= Lutz Meyer-Goßner =

German lawyer, jurist and law professor (born 1936)

Lutz Meyer-Goßner (born 10 July 1936) is a German lawyer, jurist and law professor. He was a judge of the Federal Court of Justice of Germany (Bundesgerichtshof) from 1983 to 2001.

Meyer-Goßner was born in Nienburg, Lower Saxony to Arnold Meyer and Liselotte geb. Goßner. His father was an evangelical pastor. He grew up in Celle, which is also in Lower Saxony, and attended the humanistic Gymnasium Ernestinum there, graduating in 1955. He studied law at the University of Tübingen and LMU Munich and passed his initial state law exam in 1959. In 1962, he received his doctorate from LMU Munich.
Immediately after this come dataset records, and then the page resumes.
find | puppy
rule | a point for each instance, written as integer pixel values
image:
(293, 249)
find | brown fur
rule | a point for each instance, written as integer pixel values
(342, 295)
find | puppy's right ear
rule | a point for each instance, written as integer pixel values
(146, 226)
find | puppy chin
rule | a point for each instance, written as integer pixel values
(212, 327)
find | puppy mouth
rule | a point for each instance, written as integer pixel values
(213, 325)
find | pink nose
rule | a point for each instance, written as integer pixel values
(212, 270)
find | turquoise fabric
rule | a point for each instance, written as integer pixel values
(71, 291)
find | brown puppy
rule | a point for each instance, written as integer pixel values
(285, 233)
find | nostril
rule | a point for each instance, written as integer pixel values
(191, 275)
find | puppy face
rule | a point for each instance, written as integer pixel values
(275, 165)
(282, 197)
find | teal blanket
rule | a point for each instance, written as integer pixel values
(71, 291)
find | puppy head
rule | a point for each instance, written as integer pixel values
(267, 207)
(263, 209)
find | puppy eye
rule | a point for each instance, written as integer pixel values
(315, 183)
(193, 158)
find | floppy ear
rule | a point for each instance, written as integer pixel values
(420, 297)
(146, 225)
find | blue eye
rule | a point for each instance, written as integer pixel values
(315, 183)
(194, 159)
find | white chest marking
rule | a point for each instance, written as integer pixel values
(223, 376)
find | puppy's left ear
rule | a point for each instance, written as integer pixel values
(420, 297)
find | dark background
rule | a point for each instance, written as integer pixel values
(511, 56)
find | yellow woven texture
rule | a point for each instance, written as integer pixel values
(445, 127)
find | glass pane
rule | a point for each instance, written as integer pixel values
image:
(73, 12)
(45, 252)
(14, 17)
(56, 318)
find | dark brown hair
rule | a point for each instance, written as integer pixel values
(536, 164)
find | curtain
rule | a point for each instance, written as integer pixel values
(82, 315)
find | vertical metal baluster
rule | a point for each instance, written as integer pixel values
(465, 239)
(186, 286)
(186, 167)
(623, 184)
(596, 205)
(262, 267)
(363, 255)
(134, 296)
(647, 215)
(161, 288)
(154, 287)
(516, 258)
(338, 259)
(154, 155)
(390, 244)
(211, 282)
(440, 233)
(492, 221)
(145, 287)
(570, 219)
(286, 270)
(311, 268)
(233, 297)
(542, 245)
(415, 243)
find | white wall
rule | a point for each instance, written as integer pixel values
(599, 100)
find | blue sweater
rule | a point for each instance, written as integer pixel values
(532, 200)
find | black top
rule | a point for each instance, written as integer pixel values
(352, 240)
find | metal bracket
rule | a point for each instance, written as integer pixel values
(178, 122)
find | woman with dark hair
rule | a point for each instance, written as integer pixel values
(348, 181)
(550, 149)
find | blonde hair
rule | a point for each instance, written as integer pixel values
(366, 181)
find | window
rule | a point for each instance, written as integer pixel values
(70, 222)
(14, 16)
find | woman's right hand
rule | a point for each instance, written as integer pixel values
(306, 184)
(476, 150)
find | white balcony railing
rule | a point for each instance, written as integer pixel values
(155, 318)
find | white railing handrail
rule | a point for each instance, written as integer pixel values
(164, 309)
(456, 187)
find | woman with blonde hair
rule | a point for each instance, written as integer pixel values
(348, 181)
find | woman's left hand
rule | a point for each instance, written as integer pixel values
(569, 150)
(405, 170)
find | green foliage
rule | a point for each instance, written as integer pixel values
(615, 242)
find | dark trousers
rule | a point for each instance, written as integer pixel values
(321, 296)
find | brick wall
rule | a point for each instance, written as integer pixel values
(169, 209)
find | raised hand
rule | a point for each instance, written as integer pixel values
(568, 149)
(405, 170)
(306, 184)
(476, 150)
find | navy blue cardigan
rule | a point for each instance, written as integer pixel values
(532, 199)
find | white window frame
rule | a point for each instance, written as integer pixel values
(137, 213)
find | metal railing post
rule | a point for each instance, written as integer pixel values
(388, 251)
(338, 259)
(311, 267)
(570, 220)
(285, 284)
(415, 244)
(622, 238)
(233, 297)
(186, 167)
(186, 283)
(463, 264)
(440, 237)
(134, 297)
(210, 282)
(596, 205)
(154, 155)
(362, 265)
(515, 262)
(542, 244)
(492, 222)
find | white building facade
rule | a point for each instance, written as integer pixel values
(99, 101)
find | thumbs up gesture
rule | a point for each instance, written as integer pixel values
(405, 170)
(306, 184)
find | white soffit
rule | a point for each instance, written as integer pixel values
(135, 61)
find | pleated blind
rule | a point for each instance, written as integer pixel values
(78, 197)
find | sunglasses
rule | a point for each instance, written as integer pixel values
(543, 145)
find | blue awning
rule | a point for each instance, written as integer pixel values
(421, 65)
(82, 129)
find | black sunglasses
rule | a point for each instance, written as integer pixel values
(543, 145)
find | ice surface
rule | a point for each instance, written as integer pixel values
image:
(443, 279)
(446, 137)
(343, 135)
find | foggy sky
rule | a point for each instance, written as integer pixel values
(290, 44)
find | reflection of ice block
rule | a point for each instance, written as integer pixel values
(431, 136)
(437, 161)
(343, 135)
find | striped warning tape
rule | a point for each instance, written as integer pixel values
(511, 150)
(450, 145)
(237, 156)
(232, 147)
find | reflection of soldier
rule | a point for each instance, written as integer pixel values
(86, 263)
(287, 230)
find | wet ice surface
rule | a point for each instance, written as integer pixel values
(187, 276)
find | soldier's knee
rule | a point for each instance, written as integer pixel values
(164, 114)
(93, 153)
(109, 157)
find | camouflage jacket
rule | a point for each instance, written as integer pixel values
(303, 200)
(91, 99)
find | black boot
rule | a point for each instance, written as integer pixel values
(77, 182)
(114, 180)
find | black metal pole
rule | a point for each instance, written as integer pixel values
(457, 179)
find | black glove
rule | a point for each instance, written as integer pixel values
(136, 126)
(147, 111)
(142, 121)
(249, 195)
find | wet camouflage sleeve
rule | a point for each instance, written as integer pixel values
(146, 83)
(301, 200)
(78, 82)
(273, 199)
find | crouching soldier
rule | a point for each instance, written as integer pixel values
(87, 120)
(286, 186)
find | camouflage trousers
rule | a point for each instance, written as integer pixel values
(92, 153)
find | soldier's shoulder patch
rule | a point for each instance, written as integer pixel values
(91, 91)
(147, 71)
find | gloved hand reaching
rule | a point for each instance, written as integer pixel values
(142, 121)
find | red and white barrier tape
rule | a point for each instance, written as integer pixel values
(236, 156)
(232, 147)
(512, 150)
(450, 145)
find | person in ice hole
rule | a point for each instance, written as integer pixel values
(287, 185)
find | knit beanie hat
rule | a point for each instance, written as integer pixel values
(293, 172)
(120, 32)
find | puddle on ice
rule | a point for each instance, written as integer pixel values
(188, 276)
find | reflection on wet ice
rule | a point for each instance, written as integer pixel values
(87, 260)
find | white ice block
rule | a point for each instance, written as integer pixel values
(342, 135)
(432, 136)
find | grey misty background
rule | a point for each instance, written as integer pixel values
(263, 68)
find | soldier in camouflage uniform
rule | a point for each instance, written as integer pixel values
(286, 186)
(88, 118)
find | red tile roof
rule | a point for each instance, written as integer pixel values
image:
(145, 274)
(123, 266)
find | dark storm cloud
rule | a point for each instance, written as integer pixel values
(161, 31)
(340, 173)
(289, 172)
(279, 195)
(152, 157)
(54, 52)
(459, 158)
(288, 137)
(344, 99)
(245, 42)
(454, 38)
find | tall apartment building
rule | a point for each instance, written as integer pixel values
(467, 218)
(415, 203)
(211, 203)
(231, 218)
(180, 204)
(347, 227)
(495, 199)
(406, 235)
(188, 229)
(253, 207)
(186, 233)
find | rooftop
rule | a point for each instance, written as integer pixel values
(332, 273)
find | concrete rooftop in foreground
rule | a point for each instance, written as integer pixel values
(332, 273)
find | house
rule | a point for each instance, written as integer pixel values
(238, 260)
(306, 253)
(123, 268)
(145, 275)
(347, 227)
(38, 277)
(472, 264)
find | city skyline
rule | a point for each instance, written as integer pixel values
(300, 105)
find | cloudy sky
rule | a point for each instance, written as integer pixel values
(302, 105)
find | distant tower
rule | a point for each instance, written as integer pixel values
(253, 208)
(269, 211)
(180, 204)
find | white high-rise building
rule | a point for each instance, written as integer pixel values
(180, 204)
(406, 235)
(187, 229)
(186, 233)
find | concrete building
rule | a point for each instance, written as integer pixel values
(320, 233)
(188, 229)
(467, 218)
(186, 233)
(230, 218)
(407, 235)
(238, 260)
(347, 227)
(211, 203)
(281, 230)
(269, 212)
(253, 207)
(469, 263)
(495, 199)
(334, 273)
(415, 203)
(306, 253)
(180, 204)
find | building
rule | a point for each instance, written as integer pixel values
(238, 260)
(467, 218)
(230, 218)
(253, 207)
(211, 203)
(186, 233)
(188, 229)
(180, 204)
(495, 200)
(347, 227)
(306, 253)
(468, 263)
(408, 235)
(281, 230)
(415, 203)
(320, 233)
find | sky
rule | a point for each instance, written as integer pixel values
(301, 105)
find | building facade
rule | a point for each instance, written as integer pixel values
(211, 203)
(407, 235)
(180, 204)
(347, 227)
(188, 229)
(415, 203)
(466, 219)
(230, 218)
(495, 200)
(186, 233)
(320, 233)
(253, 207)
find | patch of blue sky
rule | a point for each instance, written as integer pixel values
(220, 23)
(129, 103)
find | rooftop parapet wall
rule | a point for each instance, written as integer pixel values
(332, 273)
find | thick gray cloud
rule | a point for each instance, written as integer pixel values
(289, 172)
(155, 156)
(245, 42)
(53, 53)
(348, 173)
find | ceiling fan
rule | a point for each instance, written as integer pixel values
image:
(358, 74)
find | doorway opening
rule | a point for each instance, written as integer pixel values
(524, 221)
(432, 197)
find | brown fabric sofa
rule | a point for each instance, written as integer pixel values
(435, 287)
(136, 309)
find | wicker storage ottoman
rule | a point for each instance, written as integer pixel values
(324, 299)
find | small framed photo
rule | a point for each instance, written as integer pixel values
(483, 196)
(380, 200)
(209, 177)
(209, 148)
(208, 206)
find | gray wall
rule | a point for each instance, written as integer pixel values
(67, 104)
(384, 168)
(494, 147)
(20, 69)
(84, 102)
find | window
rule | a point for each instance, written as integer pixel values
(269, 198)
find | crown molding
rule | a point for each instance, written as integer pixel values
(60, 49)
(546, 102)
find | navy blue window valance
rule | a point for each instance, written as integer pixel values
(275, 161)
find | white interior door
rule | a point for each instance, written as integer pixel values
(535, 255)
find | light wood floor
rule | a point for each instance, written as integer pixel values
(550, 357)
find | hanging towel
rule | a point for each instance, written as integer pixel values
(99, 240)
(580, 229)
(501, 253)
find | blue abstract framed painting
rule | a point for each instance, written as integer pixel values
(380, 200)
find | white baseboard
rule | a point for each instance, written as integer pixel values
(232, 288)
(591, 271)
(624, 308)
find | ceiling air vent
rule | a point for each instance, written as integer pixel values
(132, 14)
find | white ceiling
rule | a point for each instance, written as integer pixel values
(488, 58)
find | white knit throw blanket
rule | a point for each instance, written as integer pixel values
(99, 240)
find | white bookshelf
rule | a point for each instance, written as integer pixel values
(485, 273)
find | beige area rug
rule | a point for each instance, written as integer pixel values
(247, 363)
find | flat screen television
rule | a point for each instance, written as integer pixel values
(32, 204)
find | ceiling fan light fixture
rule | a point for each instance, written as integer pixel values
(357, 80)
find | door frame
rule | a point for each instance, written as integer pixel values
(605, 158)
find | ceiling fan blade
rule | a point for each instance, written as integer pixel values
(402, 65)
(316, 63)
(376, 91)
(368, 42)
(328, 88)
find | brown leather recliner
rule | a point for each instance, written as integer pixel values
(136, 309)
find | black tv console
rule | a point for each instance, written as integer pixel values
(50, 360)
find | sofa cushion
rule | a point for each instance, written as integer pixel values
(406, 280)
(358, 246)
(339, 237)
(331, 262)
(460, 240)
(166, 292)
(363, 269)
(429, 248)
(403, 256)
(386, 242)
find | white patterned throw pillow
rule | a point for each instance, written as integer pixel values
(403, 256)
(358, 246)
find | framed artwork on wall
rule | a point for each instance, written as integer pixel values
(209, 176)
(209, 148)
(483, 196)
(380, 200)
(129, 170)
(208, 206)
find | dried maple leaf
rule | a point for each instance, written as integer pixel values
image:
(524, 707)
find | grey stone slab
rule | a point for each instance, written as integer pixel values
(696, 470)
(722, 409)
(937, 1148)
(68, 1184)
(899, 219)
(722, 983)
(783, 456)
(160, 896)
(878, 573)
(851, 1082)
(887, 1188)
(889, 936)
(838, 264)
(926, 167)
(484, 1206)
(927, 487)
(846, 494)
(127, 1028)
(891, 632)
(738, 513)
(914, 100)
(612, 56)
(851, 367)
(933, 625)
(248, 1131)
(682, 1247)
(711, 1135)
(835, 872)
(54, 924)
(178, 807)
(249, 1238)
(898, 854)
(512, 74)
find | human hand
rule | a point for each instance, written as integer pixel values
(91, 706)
In 1964, after initial clerking, he was appointed as a deputy judge in the judicial service of the State of Bavaria. In 1967, he moved up to full district judge at the District Court of Munich. Concurrently with his appointment as judge, Meyer-Goßner undertook the job of working-group-leader over the research clerks of the court. In 1972, he was promoted and appointed head prosecutor. Beginning in 1975, Meyer-Goßner served as Chief Judge of the District Court of Munich, where he presided over the entire criminal division.

Meyer-Goßner received his appointment to the bench of the Federal Court in 1983, first hearing criminal cases. And then in 1992, he was appointed as deputy presiding judge of the court and in December 1994 as presiding judge. He retired on 31 July 2001 as presiding judge and from the court.

In addition to his demanding judicial duties, Meyer-Goßner also contributed to the profession as a commentator on the Criminal Procedure Code. Meyer-Goßner held a professorship at Marburg University, where he continued to teach criminal law and procedure after his judicial retirement.

He married Emily Meyer-Goßner in 1966 and has two grown children.

==Selected works==
- Strafprozeßordnung: Gerichtsverfassungsgesetz, Nebengesetze und ergänzende Bestimmungen (2006)
- Kurzkommentar, der die Praxis des deutschen Strafprozesses (2017)

==Awards==
In 1999, he was appointed an honorary professor at the University of Marburg.